道鏡慧端(どうきょうえたん)さんは、江戸時代の臨済宗のお坊さん。「正受老人」の名前の方が知られているかもしれませんね。臨済宗の中興の祖・白隠禅師の師にあたり、厳しい指導によって、彼を大悟まで導いた人物として伝わっています。

冒頭に挙げたことばでは、ただただシンプルに、「いま」というものの大切さが説かれています。「過去や未来にわずらわされず、いまを生きよ」。禅の根本にある思想、と言ってもいいかもしれません。

これ、「言うは易し、行うは難し」の極地で……。どんなに「いま、いま、いま、いま! いま、この瞬間しかない!」と、どんなに思ってみたとおころで、こころはあっという間に過ぎ去ったことや未だ来たらぬことに向かってふらふらと旅を始めてしまいます……。何度やっても結果は同じなのでした。

でも、あるとき、ふっと力が抜けて、気がついたのです。

過去や未来へと我がこころを遊ばせているということ、それ自体が起こっているのは、確実に「いま」だよな……と。

「いま」というのは、過去から未来に向けて直線状につながっている時間の中に閉じ込められた、狭苦しい「この一瞬」のことじゃなくて、「過去」や「未来」をも含め抱いた、果てしなく広大な「これ」、あらゆる一切の母体としての、この「いま」のことなんじゃないかな、と……。

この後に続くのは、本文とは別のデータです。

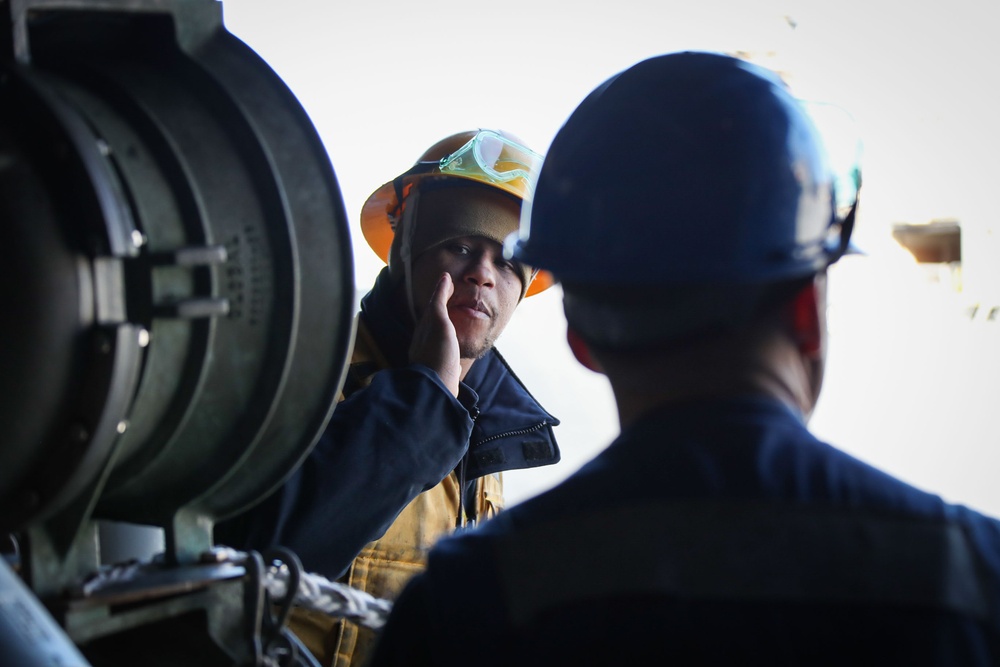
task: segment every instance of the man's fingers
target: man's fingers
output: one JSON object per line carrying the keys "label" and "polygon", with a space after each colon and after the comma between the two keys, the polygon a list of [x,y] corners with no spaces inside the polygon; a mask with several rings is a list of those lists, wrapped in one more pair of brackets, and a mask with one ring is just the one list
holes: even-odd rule
{"label": "man's fingers", "polygon": [[438,284],[434,286],[434,294],[431,295],[431,306],[439,311],[448,310],[448,299],[455,293],[455,283],[451,282],[451,275],[442,273],[438,278]]}

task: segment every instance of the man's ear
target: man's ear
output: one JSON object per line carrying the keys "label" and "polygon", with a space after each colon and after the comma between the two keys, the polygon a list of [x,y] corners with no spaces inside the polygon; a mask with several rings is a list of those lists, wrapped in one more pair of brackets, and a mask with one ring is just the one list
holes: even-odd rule
{"label": "man's ear", "polygon": [[799,352],[808,359],[819,359],[823,355],[826,335],[823,308],[820,286],[815,280],[799,290],[789,304],[793,338]]}
{"label": "man's ear", "polygon": [[601,364],[591,354],[590,348],[583,342],[583,338],[572,327],[566,328],[566,342],[569,343],[569,349],[573,351],[573,356],[576,357],[577,361],[595,373],[604,372]]}

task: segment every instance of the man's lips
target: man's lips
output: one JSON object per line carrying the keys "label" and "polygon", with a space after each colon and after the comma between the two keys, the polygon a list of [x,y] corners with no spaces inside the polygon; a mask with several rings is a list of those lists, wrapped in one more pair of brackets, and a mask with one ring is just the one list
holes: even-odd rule
{"label": "man's lips", "polygon": [[452,299],[448,303],[449,310],[464,313],[473,318],[492,318],[493,313],[489,306],[478,299]]}

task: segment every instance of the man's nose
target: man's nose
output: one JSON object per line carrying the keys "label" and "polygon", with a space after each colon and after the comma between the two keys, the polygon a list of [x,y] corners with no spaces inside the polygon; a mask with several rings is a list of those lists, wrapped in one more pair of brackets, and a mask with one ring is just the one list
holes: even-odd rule
{"label": "man's nose", "polygon": [[481,287],[492,287],[496,284],[496,266],[486,253],[475,255],[465,267],[465,280]]}

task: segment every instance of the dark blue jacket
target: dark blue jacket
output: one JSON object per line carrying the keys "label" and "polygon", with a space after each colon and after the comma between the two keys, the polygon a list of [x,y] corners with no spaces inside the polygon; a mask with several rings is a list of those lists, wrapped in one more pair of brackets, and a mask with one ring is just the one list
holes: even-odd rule
{"label": "dark blue jacket", "polygon": [[352,364],[347,397],[305,462],[262,504],[220,524],[217,542],[285,546],[307,571],[336,578],[452,470],[462,469],[471,489],[483,475],[559,461],[559,421],[495,349],[472,365],[458,399],[432,370],[409,363],[411,327],[399,317],[387,270],[362,299],[360,318],[390,367]]}
{"label": "dark blue jacket", "polygon": [[371,664],[993,665],[998,603],[996,520],[701,401],[439,542]]}

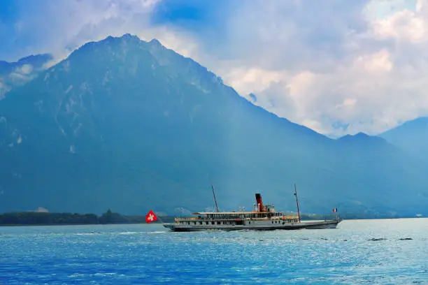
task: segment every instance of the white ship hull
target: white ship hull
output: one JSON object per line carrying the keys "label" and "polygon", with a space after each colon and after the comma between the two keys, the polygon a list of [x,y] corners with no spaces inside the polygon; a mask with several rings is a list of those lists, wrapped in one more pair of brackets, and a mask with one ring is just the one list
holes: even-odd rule
{"label": "white ship hull", "polygon": [[299,230],[336,228],[342,221],[341,219],[327,221],[304,221],[301,223],[278,223],[272,224],[272,221],[244,221],[242,224],[164,224],[165,228],[173,231],[273,231],[273,230]]}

「過去」や「未来」、それ自体を敵視するのではなく、「過去」や「未来」をも含めた、ありとあらゆる出来事や思考や感情、そのすべてが、まさしく「いま」「ここ」で起こっている……その事実に目を見開き、しっかりと受け止め、地に足をつけて生きていく。それこそが“「いま」を生きる”ことであり、正受老人の仰る「一大事」の内実であるのかもしれません。

「いま、いま、いま、いま!」と力んでいた自分を手放してみたときに、目の前に開けている限りなく豊かな世界こそが、「いま」というものなのかな、と……。ゆったりとした気分の中で、ふと、そんなことを思ったのでした。